He took the piece of manuscript paper from his pocket and placed it under the lamp. He had a feeling the paper was important. Wellborn had been carrying it, perhaps bringing it to the bedroom of apartment 67, where the other papers rested on the table. And he’d been so pained when he’d seen that Nyquist had torn one of the sheets in two.
There was a page number at the bottom: 49. So he had assumed there were many other such pages, all belonging to the same manuscript.
Nyquist started to read. He saw again Wellborn’s name and the line about someone telling a crooked story, but beyond that it was a muddle, so many phrases stuck together with neither rhyme nor reason. Sentences started and then broke off, and other sentences of unrelated subject and style took over halfway through. He was reading his way through the maze in a puzzle garden. But the crooked story phrase gave him an inkling: the writing itself was crooked in some way, broken apart and scattered.
“I can’t make head nor tail of it,” he said. “Everything’s jumbled up.”
“Let me read it.” She took the paper from his hands and gazed at it without speaking. He thought she might be under a spell.
“Zelda?”
Still she stared at the words, her eyes darting from one to another, filled with longing. She started to murmur to herself, and to make little cries of delight.
Nyquist took the paper off her.
“No.”
Her fingers clung to it. The paper actually started to tear.
“Zelda!”
She breathed again and relaxed. And her hand opened up. He folded the paper and replaced it in his pocket.
“What happened to you?”
Now she looked confused. “I don’t know… I don’t know…” And she looked around in a daze, as though waking from a dream.
“Where do you live?” Nyquist asked. “Which part of town?”
It took her a moment to answer. “Christie.”
“That’s not too far away. Come on.” He stood up and was already moving toward the door. “We need to get out of here.”
But she sighed and said in a whisper, “I feel so lost.”
Nyquist wavered, standing on the threshold of the room. He looked at her face, half in gloom, half aglow in the lamplight. Her voice was so resigned, so adrift on other realms, he didn’t know what to think. Doubt triggered his heart. It was bittersweet. Zelda was on his side, he felt that. He had to believe that. She was all that he had, right at this moment, his only connection to simple human kindness. Her story enfolded him, his story in hers – he was already tangled up in it, he could feel the words pulling at him.
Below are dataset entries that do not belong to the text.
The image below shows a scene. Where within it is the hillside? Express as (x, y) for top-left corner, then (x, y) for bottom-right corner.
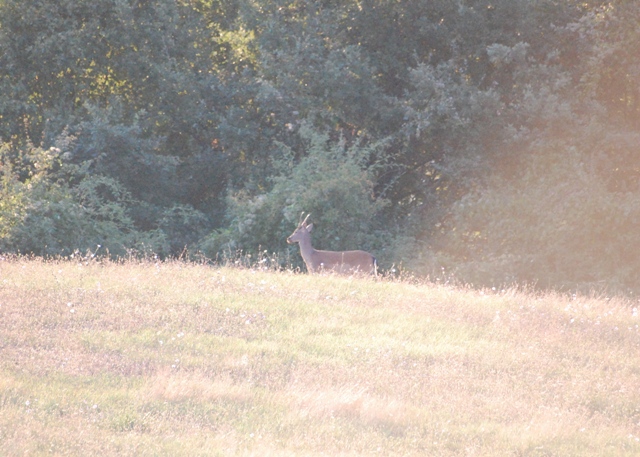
(0, 260), (640, 457)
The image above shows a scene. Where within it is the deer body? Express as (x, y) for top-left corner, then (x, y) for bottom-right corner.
(287, 215), (377, 274)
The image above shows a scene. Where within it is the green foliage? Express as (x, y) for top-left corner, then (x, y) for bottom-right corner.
(0, 0), (640, 287)
(208, 127), (387, 260)
(0, 139), (156, 256)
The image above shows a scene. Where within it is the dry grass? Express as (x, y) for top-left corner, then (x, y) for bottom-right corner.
(0, 260), (640, 456)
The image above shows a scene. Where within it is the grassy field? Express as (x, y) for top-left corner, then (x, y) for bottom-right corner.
(0, 260), (640, 456)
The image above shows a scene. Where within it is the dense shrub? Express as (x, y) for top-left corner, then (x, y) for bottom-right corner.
(205, 127), (387, 266)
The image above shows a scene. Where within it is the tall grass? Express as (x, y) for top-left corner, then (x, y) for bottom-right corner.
(0, 259), (640, 456)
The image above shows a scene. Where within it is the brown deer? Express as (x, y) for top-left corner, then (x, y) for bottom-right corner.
(287, 212), (378, 275)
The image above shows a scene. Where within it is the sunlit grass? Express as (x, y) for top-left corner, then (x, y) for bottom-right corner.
(0, 260), (640, 456)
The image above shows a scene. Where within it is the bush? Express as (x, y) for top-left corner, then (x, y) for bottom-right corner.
(204, 127), (387, 268)
(0, 143), (157, 256)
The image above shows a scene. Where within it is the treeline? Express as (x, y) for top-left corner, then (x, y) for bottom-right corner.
(0, 0), (640, 291)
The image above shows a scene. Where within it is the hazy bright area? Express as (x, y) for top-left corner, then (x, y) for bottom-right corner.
(0, 259), (640, 457)
(0, 0), (640, 297)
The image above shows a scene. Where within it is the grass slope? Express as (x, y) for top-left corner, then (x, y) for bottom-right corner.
(0, 260), (640, 456)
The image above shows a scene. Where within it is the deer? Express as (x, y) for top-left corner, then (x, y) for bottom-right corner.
(287, 212), (378, 275)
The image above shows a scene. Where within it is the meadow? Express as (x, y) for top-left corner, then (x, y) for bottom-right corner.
(0, 259), (640, 457)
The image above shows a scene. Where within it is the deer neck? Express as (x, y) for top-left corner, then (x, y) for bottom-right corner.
(298, 236), (315, 262)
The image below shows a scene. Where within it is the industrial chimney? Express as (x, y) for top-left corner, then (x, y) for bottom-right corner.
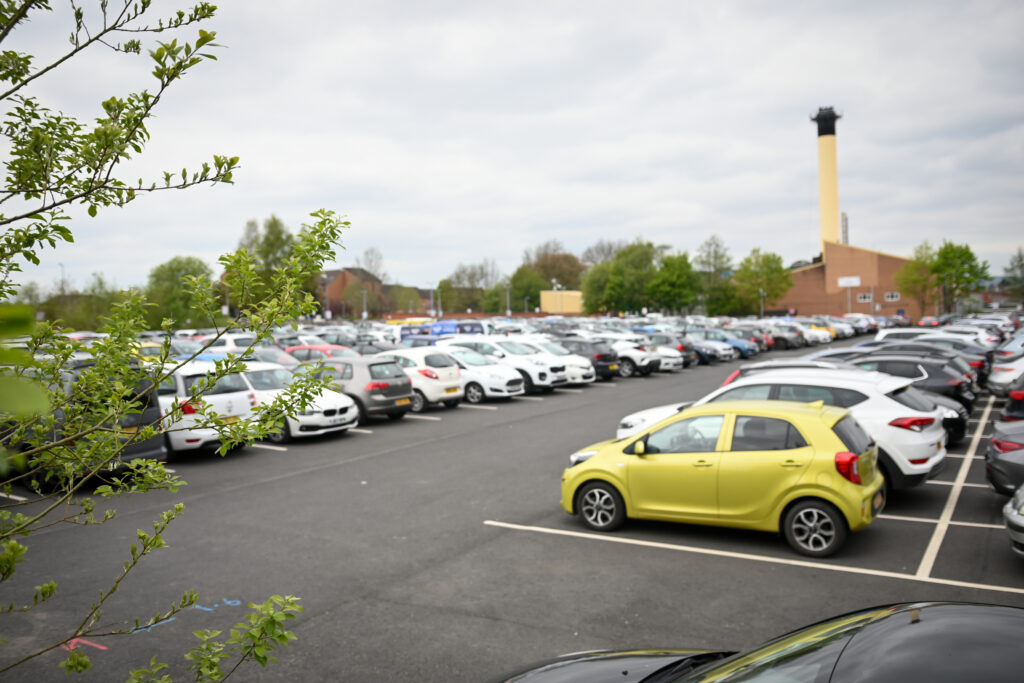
(811, 106), (841, 255)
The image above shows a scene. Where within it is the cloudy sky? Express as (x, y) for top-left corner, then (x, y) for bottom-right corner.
(4, 0), (1024, 289)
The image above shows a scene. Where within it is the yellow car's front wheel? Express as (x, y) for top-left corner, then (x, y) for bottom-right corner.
(577, 481), (626, 531)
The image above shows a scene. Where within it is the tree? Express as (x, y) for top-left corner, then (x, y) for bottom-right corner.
(0, 5), (331, 683)
(932, 240), (988, 313)
(145, 256), (214, 329)
(1002, 247), (1024, 303)
(732, 248), (793, 312)
(893, 242), (937, 315)
(693, 234), (736, 314)
(647, 252), (700, 312)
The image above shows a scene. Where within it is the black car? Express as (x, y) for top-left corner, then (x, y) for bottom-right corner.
(558, 337), (618, 381)
(847, 352), (976, 412)
(985, 422), (1024, 496)
(493, 602), (1024, 683)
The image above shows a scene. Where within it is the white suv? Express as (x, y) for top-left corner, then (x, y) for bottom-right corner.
(615, 368), (946, 488)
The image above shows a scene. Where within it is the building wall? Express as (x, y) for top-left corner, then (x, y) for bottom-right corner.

“There’s something going on here,” he said, almost to himself. “Beyond what I know. I just need to work it out.”
“How are you going to do that?”
“I’ll find out why Wellborn attacked me. I’ll prove myself innocent. Self-defense.”
Zelda sighed, and then held her breath. “Shhh! Do you hear that?” she said.
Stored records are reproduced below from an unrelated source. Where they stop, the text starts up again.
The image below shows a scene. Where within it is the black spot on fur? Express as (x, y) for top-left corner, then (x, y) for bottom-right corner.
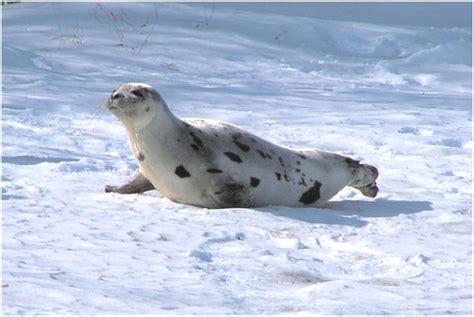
(174, 165), (191, 178)
(234, 140), (250, 152)
(278, 157), (285, 167)
(257, 150), (267, 159)
(299, 181), (321, 205)
(189, 132), (202, 148)
(250, 177), (260, 187)
(224, 152), (242, 163)
(207, 168), (222, 174)
(296, 153), (306, 160)
(215, 183), (245, 207)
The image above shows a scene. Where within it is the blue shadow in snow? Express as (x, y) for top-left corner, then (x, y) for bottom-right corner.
(259, 199), (433, 228)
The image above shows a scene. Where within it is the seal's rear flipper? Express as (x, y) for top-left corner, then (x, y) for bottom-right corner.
(105, 172), (155, 194)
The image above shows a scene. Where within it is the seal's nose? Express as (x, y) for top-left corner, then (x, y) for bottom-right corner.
(111, 92), (124, 100)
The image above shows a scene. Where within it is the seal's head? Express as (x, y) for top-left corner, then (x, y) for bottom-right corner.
(105, 83), (167, 130)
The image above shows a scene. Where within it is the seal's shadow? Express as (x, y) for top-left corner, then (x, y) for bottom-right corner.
(260, 199), (433, 228)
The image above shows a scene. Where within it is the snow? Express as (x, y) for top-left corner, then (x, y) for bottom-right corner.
(2, 3), (472, 315)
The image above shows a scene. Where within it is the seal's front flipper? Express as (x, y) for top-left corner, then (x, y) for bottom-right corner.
(105, 172), (155, 194)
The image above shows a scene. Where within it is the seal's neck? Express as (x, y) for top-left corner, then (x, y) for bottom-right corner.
(125, 100), (181, 157)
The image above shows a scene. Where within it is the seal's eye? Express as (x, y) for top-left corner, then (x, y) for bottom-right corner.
(130, 90), (145, 98)
(112, 92), (123, 100)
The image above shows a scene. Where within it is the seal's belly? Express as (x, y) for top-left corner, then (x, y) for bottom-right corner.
(140, 128), (350, 208)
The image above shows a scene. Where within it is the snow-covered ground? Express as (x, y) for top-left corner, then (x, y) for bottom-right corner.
(2, 3), (472, 314)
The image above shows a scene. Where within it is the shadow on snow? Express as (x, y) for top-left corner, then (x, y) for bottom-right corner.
(259, 199), (432, 228)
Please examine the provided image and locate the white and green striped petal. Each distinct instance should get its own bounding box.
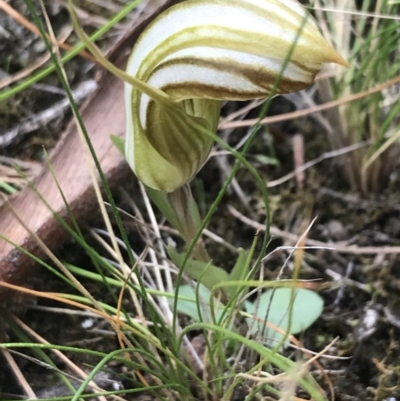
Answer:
[125,0,346,192]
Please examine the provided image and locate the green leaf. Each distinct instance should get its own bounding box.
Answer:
[110,135,125,158]
[225,248,250,298]
[168,284,225,323]
[245,288,323,344]
[168,245,228,290]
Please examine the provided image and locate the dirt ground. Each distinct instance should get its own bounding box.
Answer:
[0,0,400,401]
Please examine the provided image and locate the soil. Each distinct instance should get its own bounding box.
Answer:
[0,0,400,401]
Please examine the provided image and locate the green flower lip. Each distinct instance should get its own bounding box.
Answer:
[125,0,348,192]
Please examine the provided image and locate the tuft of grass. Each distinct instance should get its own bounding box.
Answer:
[313,0,400,195]
[0,0,327,401]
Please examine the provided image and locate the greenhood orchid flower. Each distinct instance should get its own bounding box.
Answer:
[125,0,347,192]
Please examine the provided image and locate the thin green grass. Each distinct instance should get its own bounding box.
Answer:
[0,0,326,401]
[313,0,400,195]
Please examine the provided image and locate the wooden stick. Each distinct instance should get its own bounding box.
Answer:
[0,0,178,302]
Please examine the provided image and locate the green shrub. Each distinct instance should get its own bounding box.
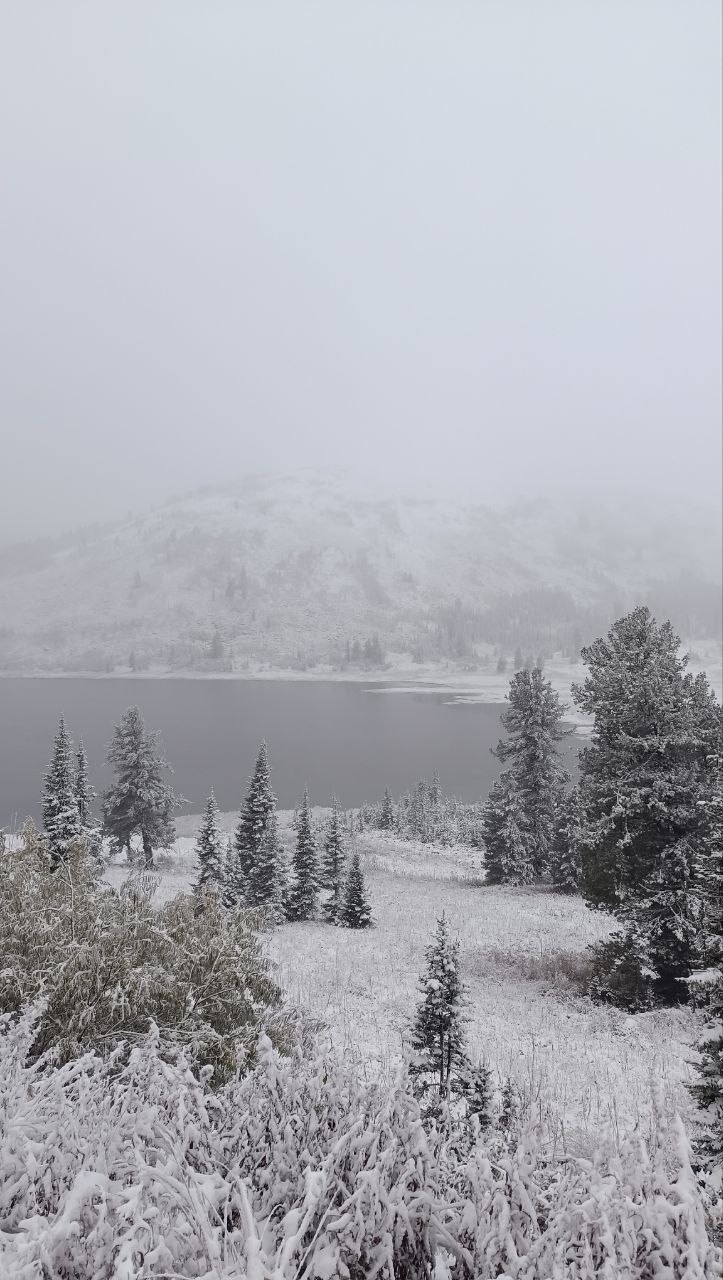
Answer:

The shadows whispered around them.
Words were forming.
Neither of them moved.
And then he came to her, close once more. “What is it?”
“Voices.”
“More than one?”
“Yes. Many of them.”
“Where?”
She squeezed his arm and she led the way, following the sound. They went into the hallway. Nyquist stopped at the open bedroom door and peered within at the darkness. It seemed to move – the darkness moved. There was no other way of describing it. The darkness trembled and whispered and the voices called to him.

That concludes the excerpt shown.